In recent years, chemical sciences have witnessed a rapid and crescent development in analytical techniques and instrumentation, due to technological improvements in areas such as new materials, optics and electronics. Hence, the construction of portable analytical devices as robust as their bench counterparts has been facilitated. There is a wide variety of portable instruments based on UV-Vis, Raman, X-ray fluorescence, and mid- and near-infrared spectroscopy, which have been increasingly employed in process analytics, biomedical applications, and in situ monitoring.

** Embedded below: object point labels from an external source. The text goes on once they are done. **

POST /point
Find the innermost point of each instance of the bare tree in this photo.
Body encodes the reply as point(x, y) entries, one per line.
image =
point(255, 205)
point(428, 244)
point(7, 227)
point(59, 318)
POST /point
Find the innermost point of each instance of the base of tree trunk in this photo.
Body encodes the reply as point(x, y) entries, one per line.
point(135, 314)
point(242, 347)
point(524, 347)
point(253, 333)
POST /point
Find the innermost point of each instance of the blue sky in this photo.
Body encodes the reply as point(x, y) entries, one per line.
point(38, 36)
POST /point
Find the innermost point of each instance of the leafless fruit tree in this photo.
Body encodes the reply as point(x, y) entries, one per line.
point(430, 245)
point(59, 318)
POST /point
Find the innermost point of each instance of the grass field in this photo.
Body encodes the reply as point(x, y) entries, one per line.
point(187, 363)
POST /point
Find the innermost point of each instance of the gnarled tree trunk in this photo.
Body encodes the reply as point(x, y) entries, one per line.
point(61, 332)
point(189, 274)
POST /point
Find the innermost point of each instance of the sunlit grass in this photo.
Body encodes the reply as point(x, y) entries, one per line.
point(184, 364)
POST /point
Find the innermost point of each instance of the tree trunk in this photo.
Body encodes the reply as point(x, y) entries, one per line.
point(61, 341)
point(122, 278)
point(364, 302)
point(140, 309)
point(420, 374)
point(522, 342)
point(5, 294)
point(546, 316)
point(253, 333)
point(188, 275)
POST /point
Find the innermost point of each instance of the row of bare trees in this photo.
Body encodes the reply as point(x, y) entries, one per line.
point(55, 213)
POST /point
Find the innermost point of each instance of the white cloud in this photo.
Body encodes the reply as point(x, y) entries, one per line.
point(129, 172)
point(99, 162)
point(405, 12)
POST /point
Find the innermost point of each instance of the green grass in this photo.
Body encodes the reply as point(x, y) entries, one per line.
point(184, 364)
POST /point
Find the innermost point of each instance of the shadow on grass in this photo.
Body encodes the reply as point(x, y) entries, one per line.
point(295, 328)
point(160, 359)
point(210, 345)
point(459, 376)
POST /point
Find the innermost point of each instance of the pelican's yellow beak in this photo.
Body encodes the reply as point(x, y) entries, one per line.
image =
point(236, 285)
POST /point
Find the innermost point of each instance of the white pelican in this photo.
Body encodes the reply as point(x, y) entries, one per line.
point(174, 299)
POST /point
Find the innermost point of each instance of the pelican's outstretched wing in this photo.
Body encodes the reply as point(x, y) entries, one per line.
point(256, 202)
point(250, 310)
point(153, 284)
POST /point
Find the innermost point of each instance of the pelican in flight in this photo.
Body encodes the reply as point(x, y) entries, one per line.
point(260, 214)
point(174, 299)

Recently, we have described the first portable sensor system based on substrate-integrated hollow waveguides (iHWGs) coupled to a micro-NIR spectrometer (iHWG-µNIR) for sensing natural gases (Analyst 2014, 139, 3772). Although this system can be used in field measurements, it has a major remaining limitation, as it requires an external radiation source. Therefore, in the present study we describe a new heart-shaped substrate-integrated hollow waveguide (hiHWG), which directly takes advantage of the light source integrated within the µNIR, and guiding the NIR radiation through the gas sample towards the detector array, which is again part of the µNIR. The hiHWG was evaluated using two different µNIR spectrometers covering the spectral ranges 915-1650 nm, and 1150-2150 nm for the determination of mixtures of methane, ethane, propane and butane, which are the main components of natural gas. A third NIR spectrometer constructed in the laboratory based on an acousto-optic tunable filter (AOTF) covering the spectral range of 1500-2750 nm was also tested for comparing the performance to the of hiHWG-µNIR systems. In addition, multivariate models were developed with synthetic mixtures of methane (30 – 95 %), ethane (10 – 50 %), propane (3 – 30 %) and butane (0.8 – 20 %), prepared via calibrated flowmeters. A total of 70 samples were analyzed, whose compositions was validated by GC-MS analysis. Samples were divided into two sets, using the Kennard-Stone algorithm, i.e., 50 samples for calibration and 20 for external validation. All spectral data were submitted to a mean-centering and first derivative pre-treatment using a Savitzky–Golay algorithm with 7-point window and 2nd-order polynomial. PLS models using the NIPALS algorithm and one-leave-out cross validation were obtained for the target gases.
The RMSEP values obtained for methane and ethane with both hiHWG-µNIR systems were similar to those provided using the AOTF spectrophotometer, thereby indicating that the spectral region used for calibration is of minor importance, if the gas constituents are present at high concentrations. However, RMSEP values are much better for propane and butane using the AOTF spectrophotometer. However, regardless of the spectrometer it was clearly demonstrated that the hiHWG in combination with any kind of NIR spectrometer has significant potential for the development of compact, in-line, and molecularly selective gas sensing systems facilitating monitoring of (petro)chemically relevant processes or other significant analytical scenarios that require particularly short response times.